Animal welfare groups have been urging the administration to abandon its new capture and kill strategy for wild boars that regularly visit urban areas.
The head of the Agriculture, Fisheries and Conservation Department, Leung Siu-fai, said on Sunday that wild boars in the countryside will be left alone.
“We’re not using the same strategy for all the wild boars everywhere,” Leung told reporters after attending a TVB programme.
“I want to emphasise that the wild pigs in the countryside are part of the natural scenery. We don’t need to and shouldn’t do something to affect their lives.”
Leung said because public education and law enforcement to tackle people feeding the animals won’t see immediate results, the government had to be responsible and change its strategy as problems with the boars worsened.
He said officials are working on proposals to expand “no-feed zones” and increase the penalty for those who give the boars food.
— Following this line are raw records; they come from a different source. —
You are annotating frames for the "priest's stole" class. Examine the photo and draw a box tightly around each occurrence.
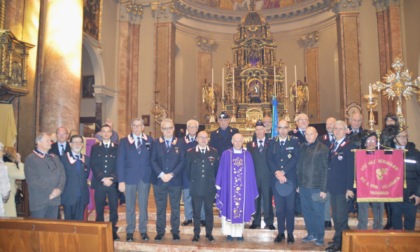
[355,150,405,202]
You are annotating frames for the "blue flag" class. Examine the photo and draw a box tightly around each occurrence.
[271,95,279,138]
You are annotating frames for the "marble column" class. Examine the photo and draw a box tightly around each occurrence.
[118,5,140,136]
[38,0,83,132]
[302,31,320,123]
[374,0,405,121]
[333,0,362,118]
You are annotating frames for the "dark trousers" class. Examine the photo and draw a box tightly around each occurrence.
[390,202,417,230]
[273,188,296,234]
[63,199,87,221]
[191,194,215,235]
[330,193,349,246]
[94,186,118,232]
[153,184,181,234]
[252,183,274,226]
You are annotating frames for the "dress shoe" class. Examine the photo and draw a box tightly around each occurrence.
[193,235,200,242]
[206,234,214,241]
[324,221,332,228]
[140,233,149,241]
[325,243,341,252]
[181,220,192,226]
[265,224,276,230]
[172,234,181,241]
[155,234,163,241]
[125,233,134,242]
[274,234,284,243]
[287,234,295,243]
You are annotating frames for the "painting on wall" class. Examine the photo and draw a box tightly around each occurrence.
[82,75,95,98]
[83,0,102,41]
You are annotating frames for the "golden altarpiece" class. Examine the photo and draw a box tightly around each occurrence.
[203,10,286,140]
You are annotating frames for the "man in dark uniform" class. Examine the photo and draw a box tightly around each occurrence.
[152,118,186,241]
[267,120,300,243]
[90,124,120,241]
[326,121,356,252]
[209,111,239,156]
[61,135,90,221]
[186,131,219,242]
[246,120,276,230]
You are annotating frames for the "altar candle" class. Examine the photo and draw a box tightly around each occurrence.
[222,68,225,100]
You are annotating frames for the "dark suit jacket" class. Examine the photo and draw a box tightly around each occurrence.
[117,133,154,185]
[246,137,272,186]
[186,146,220,198]
[267,136,300,187]
[152,137,186,186]
[90,142,118,191]
[209,126,239,156]
[61,152,90,206]
[48,142,71,157]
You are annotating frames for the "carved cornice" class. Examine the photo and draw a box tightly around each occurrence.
[331,0,362,14]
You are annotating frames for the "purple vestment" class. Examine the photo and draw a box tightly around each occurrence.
[216,148,258,224]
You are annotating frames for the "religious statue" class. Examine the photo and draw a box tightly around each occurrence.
[290,80,309,113]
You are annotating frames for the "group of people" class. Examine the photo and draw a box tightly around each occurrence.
[20,112,420,251]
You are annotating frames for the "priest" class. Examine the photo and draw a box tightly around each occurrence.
[216,133,258,241]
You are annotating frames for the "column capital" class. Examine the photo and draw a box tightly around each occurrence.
[300,31,319,48]
[331,0,362,14]
[195,36,217,53]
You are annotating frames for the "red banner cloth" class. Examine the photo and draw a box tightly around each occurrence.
[355,150,405,202]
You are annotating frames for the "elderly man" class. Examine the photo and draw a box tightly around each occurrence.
[186,131,219,242]
[326,120,356,252]
[25,133,66,219]
[297,127,329,246]
[48,127,70,157]
[117,118,153,242]
[246,120,276,230]
[61,135,90,221]
[209,111,239,156]
[216,133,258,241]
[152,118,186,241]
[267,120,300,243]
[318,117,337,228]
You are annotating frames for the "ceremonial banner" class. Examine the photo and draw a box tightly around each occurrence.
[355,150,405,202]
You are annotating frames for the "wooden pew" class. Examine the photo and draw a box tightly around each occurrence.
[341,230,420,252]
[0,218,114,252]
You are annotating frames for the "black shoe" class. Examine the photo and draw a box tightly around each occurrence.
[193,235,200,242]
[274,234,285,243]
[140,233,149,241]
[155,234,163,241]
[125,233,134,242]
[325,243,341,252]
[112,232,120,241]
[172,234,181,241]
[181,220,192,226]
[324,221,332,228]
[287,234,295,243]
[206,234,214,241]
[265,224,276,230]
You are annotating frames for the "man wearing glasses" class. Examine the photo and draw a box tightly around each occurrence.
[152,118,186,241]
[117,118,153,242]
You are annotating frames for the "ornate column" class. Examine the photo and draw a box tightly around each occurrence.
[301,31,320,123]
[118,4,141,136]
[333,0,362,118]
[38,0,83,132]
[373,0,404,118]
[196,36,217,124]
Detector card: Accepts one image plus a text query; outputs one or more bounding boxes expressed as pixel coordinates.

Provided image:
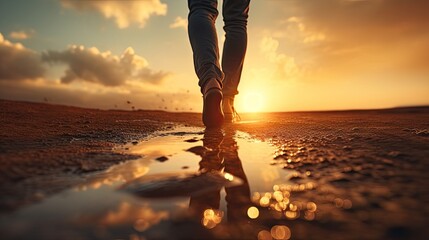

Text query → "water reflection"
[0,126,308,239]
[189,128,252,228]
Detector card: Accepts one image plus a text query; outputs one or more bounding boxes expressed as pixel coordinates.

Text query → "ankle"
[201,78,222,95]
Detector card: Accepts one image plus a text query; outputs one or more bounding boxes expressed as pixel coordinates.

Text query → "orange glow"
[237,90,265,112]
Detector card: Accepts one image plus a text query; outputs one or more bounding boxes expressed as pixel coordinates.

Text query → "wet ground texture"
[0,102,429,239]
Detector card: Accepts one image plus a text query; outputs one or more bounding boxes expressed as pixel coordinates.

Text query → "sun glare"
[237,91,265,112]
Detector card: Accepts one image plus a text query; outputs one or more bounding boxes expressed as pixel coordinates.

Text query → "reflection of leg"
[189,129,223,217]
[188,0,223,92]
[222,129,251,222]
[222,0,250,98]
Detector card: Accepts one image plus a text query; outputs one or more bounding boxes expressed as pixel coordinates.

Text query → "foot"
[203,79,224,128]
[222,96,240,123]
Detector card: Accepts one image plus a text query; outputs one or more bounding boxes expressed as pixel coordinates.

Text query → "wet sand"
[0,100,429,239]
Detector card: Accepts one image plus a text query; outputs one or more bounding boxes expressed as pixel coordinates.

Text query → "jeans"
[188,0,250,97]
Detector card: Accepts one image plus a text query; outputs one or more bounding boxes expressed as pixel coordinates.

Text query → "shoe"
[222,96,241,123]
[203,79,224,128]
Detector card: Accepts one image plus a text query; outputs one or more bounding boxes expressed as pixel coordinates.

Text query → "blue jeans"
[188,0,250,96]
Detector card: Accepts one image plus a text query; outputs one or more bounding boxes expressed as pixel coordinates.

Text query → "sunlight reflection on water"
[0,126,317,239]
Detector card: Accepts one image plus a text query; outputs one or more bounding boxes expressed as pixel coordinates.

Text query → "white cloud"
[42,45,168,86]
[260,37,299,79]
[170,17,188,30]
[61,0,167,28]
[9,30,34,40]
[0,33,45,80]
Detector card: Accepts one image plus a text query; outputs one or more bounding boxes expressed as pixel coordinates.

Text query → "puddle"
[0,126,317,239]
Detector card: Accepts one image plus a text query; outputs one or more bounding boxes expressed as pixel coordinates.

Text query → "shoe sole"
[203,89,224,127]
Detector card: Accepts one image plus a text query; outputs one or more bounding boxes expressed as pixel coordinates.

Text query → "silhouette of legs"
[188,0,224,93]
[222,0,250,97]
[188,0,250,97]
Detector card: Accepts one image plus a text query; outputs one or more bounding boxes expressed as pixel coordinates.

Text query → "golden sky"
[0,0,429,112]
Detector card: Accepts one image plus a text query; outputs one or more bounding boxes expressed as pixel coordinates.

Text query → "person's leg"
[222,0,250,117]
[188,0,224,127]
[188,0,223,94]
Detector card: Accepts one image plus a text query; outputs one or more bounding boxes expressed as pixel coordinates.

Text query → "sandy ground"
[0,100,429,239]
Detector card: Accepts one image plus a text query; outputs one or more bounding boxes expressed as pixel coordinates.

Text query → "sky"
[0,0,429,112]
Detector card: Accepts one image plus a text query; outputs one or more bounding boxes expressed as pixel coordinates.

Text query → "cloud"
[61,0,167,28]
[260,37,299,79]
[0,33,45,80]
[42,45,168,86]
[9,30,34,40]
[170,17,188,30]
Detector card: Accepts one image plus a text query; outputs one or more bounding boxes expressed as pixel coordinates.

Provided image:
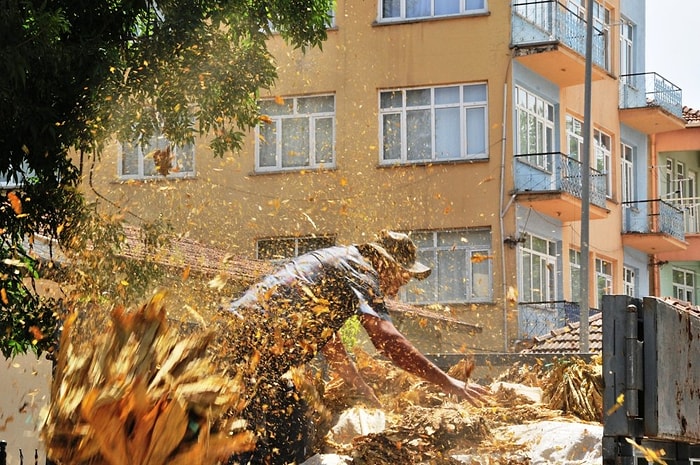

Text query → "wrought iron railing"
[622,199,685,241]
[511,0,608,69]
[514,152,607,208]
[620,73,683,118]
[518,300,581,339]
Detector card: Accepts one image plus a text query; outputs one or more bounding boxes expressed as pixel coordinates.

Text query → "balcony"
[622,199,688,254]
[657,197,700,262]
[511,0,608,87]
[518,300,596,339]
[620,73,685,134]
[514,153,608,221]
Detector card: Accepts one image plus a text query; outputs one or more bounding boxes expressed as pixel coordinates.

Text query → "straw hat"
[365,230,431,279]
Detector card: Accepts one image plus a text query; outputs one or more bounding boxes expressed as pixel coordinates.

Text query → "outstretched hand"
[444,376,491,407]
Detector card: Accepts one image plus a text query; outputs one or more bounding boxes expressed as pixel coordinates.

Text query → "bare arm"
[360,314,489,405]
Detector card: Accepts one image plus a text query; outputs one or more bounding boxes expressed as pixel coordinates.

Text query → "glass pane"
[406,89,430,107]
[258,123,277,168]
[435,107,461,160]
[464,84,486,103]
[406,0,430,18]
[297,95,335,115]
[382,114,401,160]
[379,90,403,108]
[382,0,401,18]
[406,110,432,160]
[282,118,309,168]
[435,0,461,16]
[467,108,486,155]
[438,250,467,302]
[259,98,294,116]
[315,118,333,163]
[471,250,491,299]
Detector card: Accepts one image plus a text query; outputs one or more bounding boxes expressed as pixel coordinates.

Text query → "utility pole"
[579,0,593,354]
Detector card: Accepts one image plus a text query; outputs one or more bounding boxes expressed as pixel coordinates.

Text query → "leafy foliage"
[0,0,333,356]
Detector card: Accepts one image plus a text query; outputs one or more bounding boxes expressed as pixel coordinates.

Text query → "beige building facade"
[84,0,698,353]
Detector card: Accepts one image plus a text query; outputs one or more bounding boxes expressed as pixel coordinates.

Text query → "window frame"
[377,0,489,24]
[378,82,489,166]
[399,227,493,305]
[515,86,556,172]
[595,257,615,309]
[255,93,337,173]
[117,132,197,181]
[620,142,637,202]
[671,266,697,304]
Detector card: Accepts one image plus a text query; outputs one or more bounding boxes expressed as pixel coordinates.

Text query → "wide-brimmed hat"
[367,231,431,279]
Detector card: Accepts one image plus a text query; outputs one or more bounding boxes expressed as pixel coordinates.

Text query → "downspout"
[649,134,661,296]
[498,80,510,352]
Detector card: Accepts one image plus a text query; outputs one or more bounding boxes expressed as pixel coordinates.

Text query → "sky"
[645,0,700,110]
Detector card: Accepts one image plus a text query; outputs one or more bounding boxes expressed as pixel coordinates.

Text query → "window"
[620,144,634,202]
[593,129,612,197]
[380,0,486,21]
[401,228,493,304]
[256,236,335,260]
[566,115,583,161]
[622,266,637,297]
[673,268,695,304]
[379,84,488,164]
[515,87,554,171]
[117,135,195,179]
[595,258,612,309]
[569,249,581,302]
[620,18,634,75]
[0,161,34,189]
[255,95,335,172]
[520,234,557,303]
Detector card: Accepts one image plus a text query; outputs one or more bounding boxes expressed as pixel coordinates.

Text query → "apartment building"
[86,0,700,352]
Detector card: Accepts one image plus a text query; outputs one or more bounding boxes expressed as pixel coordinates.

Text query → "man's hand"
[443,376,491,407]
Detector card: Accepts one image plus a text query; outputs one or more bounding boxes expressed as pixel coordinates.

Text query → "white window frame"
[622,266,637,297]
[255,235,336,262]
[378,82,489,165]
[569,249,581,302]
[672,266,697,304]
[399,228,493,304]
[518,234,558,303]
[620,143,636,202]
[0,161,33,189]
[620,18,636,75]
[595,258,613,309]
[566,115,583,161]
[515,86,555,172]
[377,0,488,23]
[117,134,196,180]
[593,129,612,198]
[255,94,336,173]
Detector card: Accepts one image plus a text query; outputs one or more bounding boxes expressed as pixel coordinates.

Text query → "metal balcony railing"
[622,199,685,241]
[667,197,700,234]
[518,300,594,339]
[620,73,683,118]
[511,0,608,69]
[514,152,607,208]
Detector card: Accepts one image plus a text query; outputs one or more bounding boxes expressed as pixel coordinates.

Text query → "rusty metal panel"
[643,297,700,443]
[602,295,644,438]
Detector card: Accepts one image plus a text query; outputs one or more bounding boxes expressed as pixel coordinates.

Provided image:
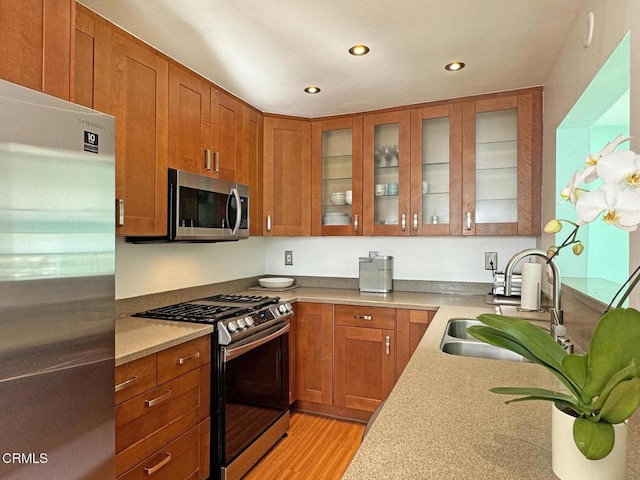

Leung also defended last week’s move to lure boars out of the woods with bread before they were tranquilised and killed, saying officials need to lead the animals to an area where they can be placed under control.
“Tranquilised boars could react differently. They could have little reaction, or they could be running around wildly. So if I don’t use the tranquliser at the controlled site, it would be dangerous to our colleagues and people nearby if the boars ran away.”
Leung said he understood the concerns of those opposed to the killing of wild boars but they need to balance their emotions with rational analysis.